Gardin takes issues and outages and their effect on our customers extremely seriously, and would like to express our sincere apologies for the inconvenience caused by this incident.
We believe it is critical to be transparent and honest when things go wrong, so we can share our learnings and from this build better products. We wanted to provide you with some additional information about the service disruption that occurred on 13th January 2025.
--
Post-incident summary: Gardin Pulse data warehouse outage
What happened?
In the early hours of the morning on 11th Jan 2025, routine maintenance of our central data warehouse cluster was performed automatically by our cloud hosting provider. The maintenance completed without issue, with queued data processing workloads resuming shortly after.
On the morning of 13th Jan, automated alarms alerted the Platform team to delays arising in data processing. A rapid triage investigation revealed that workloads were no longer being distributed evenly across the data warehouse cluster computing resources, leading to severe bottlenecking of compute capacity and consequently hindering the ability of the platform to process incoming data from customer sensor fleets in within the standard 15 minute latency window.
A Priority 1 incident was declared by the Gardin Platform team at 07:00 UTC, and immediate response actions were taken. The cloud provider’s incident support team was engaged to investigate, and the Gardin Platform team attempted to rollback the cluster to its previous version in an attempt to restore previous behaviour. Unfortunately, this rollback process failed repeatedly and required further escalation to the cloud provider’s support team.
While working on a resolution, the Platform team paused all processing jobs to stabilise the system and implemented a temporary mechanism to limit incoming workloads. This approach allowed live data processing to resume approximately 10 hours after the incident was declared. Throughout the incident, no data was lost as all incoming information was securely stored.
Once the live data was restored, the team focused on back-processing the historical data that had been delayed. This process was carried out carefully, ensuring the system remained stable as workloads were gradually reintroduced. By 08:30 UTC on 17th Jan, all customer data was fully processed, and the system returned to normal operation. The incident was officially closed at 09:30 UTC.
Next steps/lessons learnt
We continue to work extremely closely with our cloud hosting provider to understand the root cause of the performance issues that started following the managed maintenance work on the 11th Jan.

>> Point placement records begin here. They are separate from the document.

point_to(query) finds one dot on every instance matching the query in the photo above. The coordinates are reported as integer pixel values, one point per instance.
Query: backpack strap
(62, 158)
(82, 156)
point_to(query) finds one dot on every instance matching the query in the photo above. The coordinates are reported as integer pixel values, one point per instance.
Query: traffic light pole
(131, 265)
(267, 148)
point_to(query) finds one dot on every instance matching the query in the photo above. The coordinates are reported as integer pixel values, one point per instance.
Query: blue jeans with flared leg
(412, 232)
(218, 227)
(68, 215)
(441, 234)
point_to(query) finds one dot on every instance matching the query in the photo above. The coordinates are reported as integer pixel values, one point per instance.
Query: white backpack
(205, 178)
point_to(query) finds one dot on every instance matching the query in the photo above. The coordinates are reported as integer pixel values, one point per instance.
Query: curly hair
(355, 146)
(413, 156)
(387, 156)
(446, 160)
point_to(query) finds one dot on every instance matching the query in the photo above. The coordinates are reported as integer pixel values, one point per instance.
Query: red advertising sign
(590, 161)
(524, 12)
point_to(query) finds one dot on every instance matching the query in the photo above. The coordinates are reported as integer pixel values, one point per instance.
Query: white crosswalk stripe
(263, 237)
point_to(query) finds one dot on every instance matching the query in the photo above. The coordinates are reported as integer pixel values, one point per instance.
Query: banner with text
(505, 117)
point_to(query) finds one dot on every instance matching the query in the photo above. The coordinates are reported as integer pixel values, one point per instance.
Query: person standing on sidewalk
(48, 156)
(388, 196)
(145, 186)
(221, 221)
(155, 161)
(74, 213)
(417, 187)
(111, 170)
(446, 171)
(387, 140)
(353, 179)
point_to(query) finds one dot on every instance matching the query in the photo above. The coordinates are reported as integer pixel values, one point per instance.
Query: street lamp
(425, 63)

The platform team conducted an immediate review into the efficacy of automated system alerts and this highlighted that alerts could have been raised earlier in this situation had more appropriate monitoring of underlying cluster resource limit breaches been in place. This will now be implemented as a high priority.
The platform team has initiated a detailed review into the events leading up to the incident and the subsequent response/recovery process looking at both the technological and business process aspects to identify improvements which can be implemented.
In closing
We apologise for the impact this incident caused for our customers. While we are proud of our track record of availability, any outage is one too many, and we know this event impacted many customers in significant ways. We will do everything we can to learn from this event and use it to improve our availability even further.